Wilde (irlandese) aveva qualcosa di meridionale. (pap)

EMIGRAZIONE E GIOVANI, SERVE IL LAVORO
PER FAR RESTARE I NOSTRI RAGAZZI AL SUD

di FRANCESCO RAO – Hanno lavorato senza sosta, dividendo la giornata in mille rivoli per mantenere unita la famiglia e, talvolta, il loro apporto è stato il cuscinetto per superare la disperazione della fame e le umiliazioni patite a causa di una mancata considerazione della loro dignità.
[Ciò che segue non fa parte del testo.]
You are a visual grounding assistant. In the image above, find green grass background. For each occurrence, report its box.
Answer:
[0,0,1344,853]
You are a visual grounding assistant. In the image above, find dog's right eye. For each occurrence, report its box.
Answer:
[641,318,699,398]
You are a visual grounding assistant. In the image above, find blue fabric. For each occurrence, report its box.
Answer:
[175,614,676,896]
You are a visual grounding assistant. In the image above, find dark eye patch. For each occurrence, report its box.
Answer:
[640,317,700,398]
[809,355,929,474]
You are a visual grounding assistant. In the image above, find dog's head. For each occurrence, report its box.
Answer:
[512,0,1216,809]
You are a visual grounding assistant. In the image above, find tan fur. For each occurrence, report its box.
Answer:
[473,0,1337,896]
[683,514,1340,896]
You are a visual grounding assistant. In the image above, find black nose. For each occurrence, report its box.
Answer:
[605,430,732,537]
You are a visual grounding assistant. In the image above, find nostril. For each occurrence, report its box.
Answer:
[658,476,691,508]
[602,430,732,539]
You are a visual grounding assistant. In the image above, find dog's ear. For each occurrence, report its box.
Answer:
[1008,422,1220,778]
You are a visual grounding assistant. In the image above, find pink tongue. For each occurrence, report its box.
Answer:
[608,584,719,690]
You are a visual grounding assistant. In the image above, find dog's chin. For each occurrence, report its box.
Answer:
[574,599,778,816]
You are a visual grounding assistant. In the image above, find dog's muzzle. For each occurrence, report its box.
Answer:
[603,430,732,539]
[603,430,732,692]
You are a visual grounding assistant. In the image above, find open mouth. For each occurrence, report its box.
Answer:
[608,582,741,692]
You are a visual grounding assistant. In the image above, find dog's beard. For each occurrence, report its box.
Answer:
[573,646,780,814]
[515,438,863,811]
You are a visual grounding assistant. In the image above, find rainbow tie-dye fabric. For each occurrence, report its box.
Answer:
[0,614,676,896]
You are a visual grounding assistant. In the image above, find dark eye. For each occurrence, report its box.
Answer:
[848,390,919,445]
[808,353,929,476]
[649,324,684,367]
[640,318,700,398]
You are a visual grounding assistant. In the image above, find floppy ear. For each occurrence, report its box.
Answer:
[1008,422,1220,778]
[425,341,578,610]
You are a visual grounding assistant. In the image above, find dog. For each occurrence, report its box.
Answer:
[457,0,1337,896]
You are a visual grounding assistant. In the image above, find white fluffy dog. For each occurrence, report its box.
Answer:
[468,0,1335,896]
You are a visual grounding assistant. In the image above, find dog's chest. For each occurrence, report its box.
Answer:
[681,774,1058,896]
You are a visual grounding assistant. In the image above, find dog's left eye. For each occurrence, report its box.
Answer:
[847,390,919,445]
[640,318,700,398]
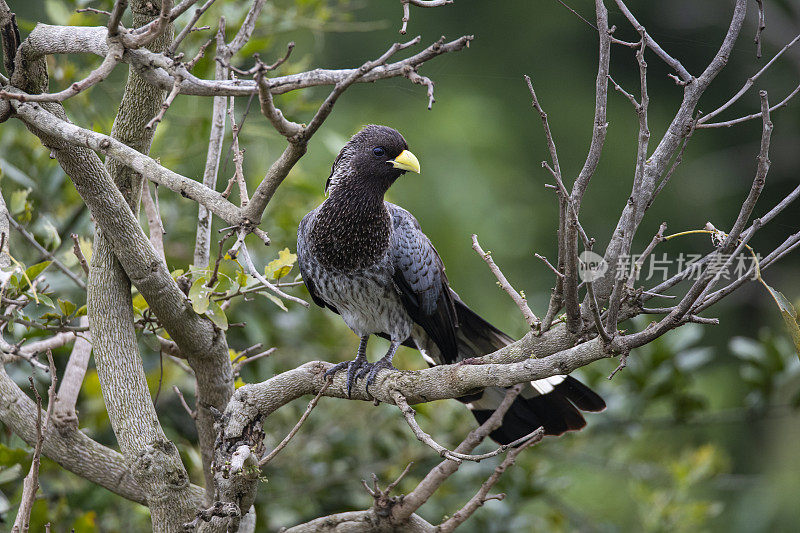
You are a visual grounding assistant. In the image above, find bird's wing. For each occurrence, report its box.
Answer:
[386,202,458,363]
[297,209,339,313]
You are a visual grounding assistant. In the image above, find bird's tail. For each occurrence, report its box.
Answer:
[454,294,606,444]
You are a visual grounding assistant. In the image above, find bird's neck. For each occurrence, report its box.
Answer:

Hanno pianto il loro silenzioso dolore, senza turbare i figli e, quando il pochissimo pane a disposizione non bastava, erano loro le prime a dire non ho fame. Hanno  governato la famiglia con zelo e determinazione quando i loro mariti, chiamati in Guerra, partivano al fronte e non era scontato il loro ritorno a casa. Quelle donne sono state straordinarie e uniche, e il loro silenzioso vivere ha fornito all’Italia i soldati per le due Guerre Mondiali, e nel dopoguerra la manodopera a costi bassissimi per le imprese e per le industrie Nord Italia e, a seguire, sono stati i figli di quelle generazioni a lavorare per lo Stato arruolandosi nelle Forze Armate, scegliendo la scuola per studiare e per poi raggiungere i più elevati riconoscimenti accademici e cattedratici.
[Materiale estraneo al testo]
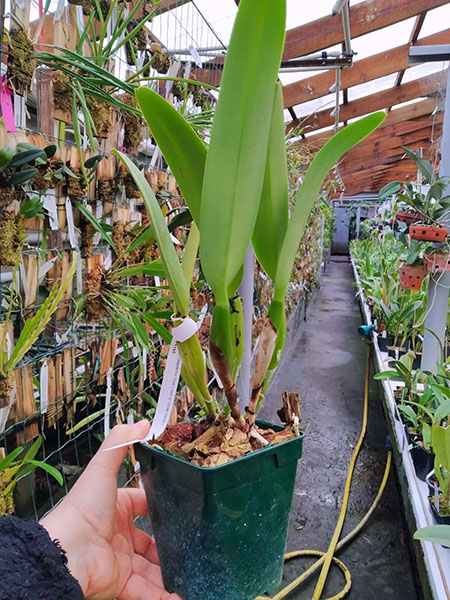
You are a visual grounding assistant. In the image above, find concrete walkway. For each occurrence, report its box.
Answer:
[261,261,421,600]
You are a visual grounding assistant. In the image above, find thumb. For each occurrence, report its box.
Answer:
[88,419,150,476]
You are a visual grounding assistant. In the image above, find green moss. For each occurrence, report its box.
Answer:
[86,95,113,137]
[0,211,24,266]
[8,28,36,94]
[152,50,170,75]
[97,179,119,203]
[125,19,148,65]
[0,374,12,408]
[52,71,72,113]
[122,94,144,153]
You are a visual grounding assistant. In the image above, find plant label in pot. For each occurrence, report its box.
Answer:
[398,263,427,290]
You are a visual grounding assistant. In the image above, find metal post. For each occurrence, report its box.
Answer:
[356,206,361,240]
[236,244,255,406]
[421,68,450,371]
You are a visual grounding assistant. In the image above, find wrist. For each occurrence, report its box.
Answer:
[39,503,88,595]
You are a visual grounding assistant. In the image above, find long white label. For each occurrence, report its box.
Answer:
[105,317,198,452]
[39,360,48,415]
[66,198,78,250]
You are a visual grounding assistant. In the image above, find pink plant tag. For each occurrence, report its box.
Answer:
[0,76,16,132]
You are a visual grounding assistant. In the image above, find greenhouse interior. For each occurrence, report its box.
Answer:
[0,0,450,600]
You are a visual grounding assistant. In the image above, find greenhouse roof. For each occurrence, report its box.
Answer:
[156,0,450,195]
[32,0,450,195]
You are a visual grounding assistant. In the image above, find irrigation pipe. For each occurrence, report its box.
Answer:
[255,342,392,600]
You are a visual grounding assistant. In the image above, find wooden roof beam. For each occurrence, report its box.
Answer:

Sono figli di quelle mamme i numerosissimi medici ed infermieri che hanno trovato occupazione nei più importanti e prestigiosi Ospedali del Centro-Nord. Lasciando la Calabria, oltre alla propria terra c’era il distacco dalla propria famiglia. Ieri come oggi, il Meridione è povero, arretrato e moltissimi non avranno futuro. Il dolore vissuto da quelle donne, ossia dalle mamme di quei figli che avevano imparato a sognare velocemente per disperazione, spesso viene sottaciuto mentre a mio avviso dovrebbe ricevere il più alto riconoscimento da parte delle Istituzioni. Quelle donne erano tristi, anche quando giovanissime si sposavano e poi diventavano mamme: sapevano benissimo che i loro figli, se maschi erano destinati all’emigrazione o alla povertà; se donne avrebbero vissuto con molta probabilità una vita di stenti e sacrifici. Il tempo ci ha consentito di gustare il benessere, e il sistema post-industriale a ridotto ogni distanza ma, tante donne di Calabria, ancora oggi come ieri, hanno il cuore a pezzi perché i loro figli non hanno un lavoro e di conseguenza non potranno avere un futuro.

Molti anni addietro ho avuto la fortuna di poter osservare il sorriso di una anziana signora, comprendendo sino in fondo l’eccezione dettata dalla circostanza. Dovevo ancora concludere gli studi universitari e, per qualche mese, ho lavorato presso l’Ufficio postale di Mammola, piccolo paese vicino casa mia, con la mansione di portalettere. Ogni giorno vedevo l’anziana signora seduta su una vecchia sedia posta davanti alla propria abitazione. Quando consegnavo bollette e posta ordinaria, quella signora, oltre a ringraziarmi, mi augurava buon lavoro.

Un giorno consegnai una lettera che aveva i bordi blu e rossi, arrivava dal Canada. Alla visione di quella lettera, guardandomi fisso negli occhi, l’anziana signora improvvisamente ha accennato un timido sorriso e ringraziandomi, con le sue piccole mani mi strinse la mano. A distanza di qualche giorno apprendevo che suo figlio rientrava in Italia dopo oltre 30 anni di permanenza in Canada. Quella donna, la sua umiltà e quel sorriso, disegnato su un viso nel quale le rughe avevano tracciato ogni sofferenza e le difficoltà di una vita, mi hanno fatto comprendere il peso del dispiacere vissuto in silenzio da una mamma che come tante altre mamme calabresi hanno visto partire i loro figli talune volte per necessità ed altre per disperazione.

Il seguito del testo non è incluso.